十几个日夜,傅劲深往返于乾市和陆园村之间。
这日子过得和梁知之前在安启剧组拍鬼片时有些像,只是那会儿的他虽然偷偷摸摸没名没分,可却能守在她屋子里等她,每晚偷香纵情,她柔软得不像话。
而后来,她在陆家老宅楼上,他在楼下靠着车身,抬头就能看见宅子二楼她的闺房暖灯点点,只是不能上去,不能见她,听不见她的声音,闻不到她的味道。
男人好几次闷躁地想抽根烟,却发现因为她不喜欢闻这味道,早已经戒了很久。
当天晚上他的小姑娘终于给他发了消息,她说想他,让他来接他,男人心口一阵收紧,声音哑得都快说不出话来。
他看着手中短信,零星几个字,他读了好几遍,甚至开始怀疑自己的眼睛,觉得大抵是他执念太深,惹出来的幻想。
她怎么可能说想他,她明明就躲起来不想要他了。
傅劲深垂着眸,心如死水,他给对面发消息说不想她。
然而他又怎么可能不想,他想她想得要死,恨不得立马将人绑到身边,可这么久下来,他也明白,绑是没用的,如今他清醒过来,也舍不得对她用这种见不得光的方式了。
明明是最美好的初遇,明明可以有个最浪漫的过程,只是他当年气盛自负,操之过急,让小姑娘记恨上了。
一开始他没想过她会不爱自己,乾市傅少,权势和地位的代名词,无数名媛千金前赴后继,他身边太太的位置也数不清多少姑娘明里暗里疯狂惦记。

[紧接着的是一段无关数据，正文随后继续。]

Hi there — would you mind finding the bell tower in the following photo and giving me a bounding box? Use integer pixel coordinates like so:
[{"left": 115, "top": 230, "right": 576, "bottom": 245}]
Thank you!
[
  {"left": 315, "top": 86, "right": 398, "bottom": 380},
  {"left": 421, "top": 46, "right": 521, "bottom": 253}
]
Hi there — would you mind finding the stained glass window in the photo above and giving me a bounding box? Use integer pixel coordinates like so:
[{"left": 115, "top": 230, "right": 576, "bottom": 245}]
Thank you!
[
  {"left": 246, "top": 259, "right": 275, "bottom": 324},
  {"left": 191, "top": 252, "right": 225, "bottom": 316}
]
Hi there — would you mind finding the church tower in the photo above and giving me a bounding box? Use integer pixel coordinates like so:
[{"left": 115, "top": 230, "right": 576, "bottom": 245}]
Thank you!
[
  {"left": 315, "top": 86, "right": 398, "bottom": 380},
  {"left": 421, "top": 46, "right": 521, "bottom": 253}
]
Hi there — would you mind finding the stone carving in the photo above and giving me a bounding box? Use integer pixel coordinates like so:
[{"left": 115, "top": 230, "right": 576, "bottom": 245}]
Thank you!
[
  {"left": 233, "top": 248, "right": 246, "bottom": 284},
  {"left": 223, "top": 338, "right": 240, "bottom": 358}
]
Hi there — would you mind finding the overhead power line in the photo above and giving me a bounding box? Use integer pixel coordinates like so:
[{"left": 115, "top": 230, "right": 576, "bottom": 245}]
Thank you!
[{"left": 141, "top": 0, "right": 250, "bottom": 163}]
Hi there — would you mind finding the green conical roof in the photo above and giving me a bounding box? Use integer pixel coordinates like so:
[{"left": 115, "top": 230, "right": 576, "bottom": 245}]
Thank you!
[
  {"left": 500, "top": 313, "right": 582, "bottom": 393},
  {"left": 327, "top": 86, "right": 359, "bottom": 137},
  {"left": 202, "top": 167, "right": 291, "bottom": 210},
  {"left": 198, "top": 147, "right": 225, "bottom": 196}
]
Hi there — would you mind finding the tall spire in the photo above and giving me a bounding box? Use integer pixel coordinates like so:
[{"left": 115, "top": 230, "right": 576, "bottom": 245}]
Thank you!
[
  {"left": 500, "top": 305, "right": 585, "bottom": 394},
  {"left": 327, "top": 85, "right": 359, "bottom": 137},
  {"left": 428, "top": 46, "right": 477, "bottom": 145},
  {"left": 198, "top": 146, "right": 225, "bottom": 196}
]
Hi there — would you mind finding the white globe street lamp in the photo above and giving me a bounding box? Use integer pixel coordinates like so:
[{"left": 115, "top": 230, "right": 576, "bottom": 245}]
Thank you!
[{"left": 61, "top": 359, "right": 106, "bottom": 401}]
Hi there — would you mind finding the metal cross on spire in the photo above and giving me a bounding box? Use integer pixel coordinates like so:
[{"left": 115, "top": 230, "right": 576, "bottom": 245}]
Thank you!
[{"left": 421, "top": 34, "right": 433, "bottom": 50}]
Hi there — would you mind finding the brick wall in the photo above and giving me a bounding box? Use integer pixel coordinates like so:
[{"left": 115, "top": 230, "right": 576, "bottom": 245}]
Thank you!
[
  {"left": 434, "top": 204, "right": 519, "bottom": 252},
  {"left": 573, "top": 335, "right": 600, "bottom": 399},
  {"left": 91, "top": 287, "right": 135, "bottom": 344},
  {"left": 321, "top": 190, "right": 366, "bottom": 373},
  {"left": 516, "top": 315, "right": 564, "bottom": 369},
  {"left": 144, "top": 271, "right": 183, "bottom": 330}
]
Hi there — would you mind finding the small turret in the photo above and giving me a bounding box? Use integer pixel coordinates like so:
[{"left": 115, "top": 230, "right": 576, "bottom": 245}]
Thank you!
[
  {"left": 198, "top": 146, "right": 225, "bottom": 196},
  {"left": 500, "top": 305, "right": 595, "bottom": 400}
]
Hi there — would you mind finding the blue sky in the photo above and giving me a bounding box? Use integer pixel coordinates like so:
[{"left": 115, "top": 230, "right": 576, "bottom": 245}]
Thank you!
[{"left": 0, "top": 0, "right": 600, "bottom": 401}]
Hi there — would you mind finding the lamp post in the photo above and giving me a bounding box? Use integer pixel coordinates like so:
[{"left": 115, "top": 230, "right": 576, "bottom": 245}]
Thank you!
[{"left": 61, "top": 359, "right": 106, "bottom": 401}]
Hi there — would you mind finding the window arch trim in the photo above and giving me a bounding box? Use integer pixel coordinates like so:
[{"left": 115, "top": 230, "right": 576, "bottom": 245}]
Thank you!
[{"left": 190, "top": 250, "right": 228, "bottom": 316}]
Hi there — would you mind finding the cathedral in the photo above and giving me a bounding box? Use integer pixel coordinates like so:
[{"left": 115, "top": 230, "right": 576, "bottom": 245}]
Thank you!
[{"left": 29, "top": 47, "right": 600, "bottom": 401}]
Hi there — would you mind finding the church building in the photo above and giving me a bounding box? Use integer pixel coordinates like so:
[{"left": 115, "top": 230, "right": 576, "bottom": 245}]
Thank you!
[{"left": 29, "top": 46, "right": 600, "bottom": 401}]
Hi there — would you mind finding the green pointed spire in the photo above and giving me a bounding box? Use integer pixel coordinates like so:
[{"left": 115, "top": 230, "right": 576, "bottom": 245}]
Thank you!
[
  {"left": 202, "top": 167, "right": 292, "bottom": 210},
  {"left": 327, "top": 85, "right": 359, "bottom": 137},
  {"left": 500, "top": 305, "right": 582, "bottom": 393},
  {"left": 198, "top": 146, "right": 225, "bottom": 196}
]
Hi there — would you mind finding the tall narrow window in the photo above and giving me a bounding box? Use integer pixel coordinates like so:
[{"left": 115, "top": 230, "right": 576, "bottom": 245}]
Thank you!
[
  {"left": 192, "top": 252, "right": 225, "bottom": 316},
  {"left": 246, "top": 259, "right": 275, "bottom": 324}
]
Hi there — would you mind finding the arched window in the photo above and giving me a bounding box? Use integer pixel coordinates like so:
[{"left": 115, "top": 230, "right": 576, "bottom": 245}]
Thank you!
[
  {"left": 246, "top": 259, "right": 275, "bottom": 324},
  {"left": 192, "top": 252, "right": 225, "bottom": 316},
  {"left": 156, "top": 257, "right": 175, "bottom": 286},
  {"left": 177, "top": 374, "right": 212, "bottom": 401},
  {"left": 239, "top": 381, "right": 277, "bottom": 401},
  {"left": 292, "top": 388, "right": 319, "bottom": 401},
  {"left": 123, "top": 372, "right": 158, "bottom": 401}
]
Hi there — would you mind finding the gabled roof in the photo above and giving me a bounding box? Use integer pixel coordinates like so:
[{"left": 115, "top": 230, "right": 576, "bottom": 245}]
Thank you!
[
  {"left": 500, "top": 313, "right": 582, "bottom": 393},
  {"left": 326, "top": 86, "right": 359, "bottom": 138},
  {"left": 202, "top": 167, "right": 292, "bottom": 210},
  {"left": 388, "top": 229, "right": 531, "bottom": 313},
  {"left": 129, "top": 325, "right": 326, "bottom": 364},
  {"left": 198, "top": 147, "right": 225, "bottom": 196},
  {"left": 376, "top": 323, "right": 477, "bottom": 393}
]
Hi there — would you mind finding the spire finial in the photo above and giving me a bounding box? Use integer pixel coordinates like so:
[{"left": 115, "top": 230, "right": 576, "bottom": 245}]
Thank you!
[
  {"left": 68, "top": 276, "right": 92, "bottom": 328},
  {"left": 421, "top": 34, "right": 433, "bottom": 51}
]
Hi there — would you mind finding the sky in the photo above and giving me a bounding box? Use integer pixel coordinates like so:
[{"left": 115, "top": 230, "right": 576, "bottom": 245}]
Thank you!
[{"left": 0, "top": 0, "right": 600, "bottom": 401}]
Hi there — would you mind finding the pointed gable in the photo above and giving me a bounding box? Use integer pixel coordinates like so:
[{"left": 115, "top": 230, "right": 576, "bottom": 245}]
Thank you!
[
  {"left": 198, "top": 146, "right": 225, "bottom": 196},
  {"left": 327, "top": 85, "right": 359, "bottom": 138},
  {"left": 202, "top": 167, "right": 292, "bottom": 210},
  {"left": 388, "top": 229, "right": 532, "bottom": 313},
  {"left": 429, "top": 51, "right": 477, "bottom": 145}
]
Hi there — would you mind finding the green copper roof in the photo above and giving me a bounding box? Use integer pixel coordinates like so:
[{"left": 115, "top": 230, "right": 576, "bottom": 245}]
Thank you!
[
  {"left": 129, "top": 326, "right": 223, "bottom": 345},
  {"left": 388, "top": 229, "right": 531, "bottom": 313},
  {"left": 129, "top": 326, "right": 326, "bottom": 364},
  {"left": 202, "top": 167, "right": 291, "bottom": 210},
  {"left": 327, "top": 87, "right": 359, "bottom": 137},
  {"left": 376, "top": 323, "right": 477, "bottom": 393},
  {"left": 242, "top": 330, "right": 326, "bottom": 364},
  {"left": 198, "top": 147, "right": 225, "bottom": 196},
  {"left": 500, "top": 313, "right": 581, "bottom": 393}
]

可到后来,他没想过她会原谅自己,他忘了她还是个十**岁的年轻小姑娘,对光明的未来有着美好的幻想,他提前一步将人强行带入婚姻的殿堂,自以为给她全天下最好的东西便能将人心换过来,一张红彤彤的结婚证将两人紧紧捆绑在一起,可他的小姑娘却私心想要逃开他,越远越好,死也不会回头。
只是他的小心肝到底温柔心善,她开始疼惜他,也懂得了他的好,他过去确实手段不算光彩,霸道执拗,然而他却不曾伤害过她,他一直将她放在心尖上疼爱,舍不得让她吃半点苦头,她也是有心的,于是她回来了。
那晚她载着陆家老宅长廊外昏黄的一束暖光出现在他面前,少女身上穿着最简单可看起来也最舒适的棉质睡裙,整个人温柔美好,脸上笑意浅浅。
明明已经是大学毕了业的年纪,明明已经出道四年,站在娱乐圈流量至高点也波澜不惊的女人,可她那眸中的稚气和灵动却不曾变过,一直那么美好,一直那么勾他心魄。
她不仅原谅了他,要跟他回家,还满面笑意,春风拂面地告诉他,他们之间有了宝宝,她愿意为他诞下新的生命。
傅劲深觉得自己大抵是天底下最幸运的人。
他突然庆幸自己戒了烟,方才没法抽,不然她眼下满怀柔情往自己跟前凑,多半要皱着小脸说不喜欢的。
她如今怀着四个多月的身孕,眉眼仍旧似少女,小姑娘原本身材就娇小,四个月大的时候还不显怀,腰线仍旧纤细盈盈可握。
男人双手小心翼翼地搂在她腰间,屏住呼吸,觉得不可置信。
梁知笑得眉眼弯弯,她和他在一起之后学会了撒娇,前一秒还娇滴滴地控诉他跑去小夜湾替孩子找“后妈”,后一秒眼角挂着的眼泪珠子都还没擦干又笑脸盈盈,软软地贴在他胸口说情话。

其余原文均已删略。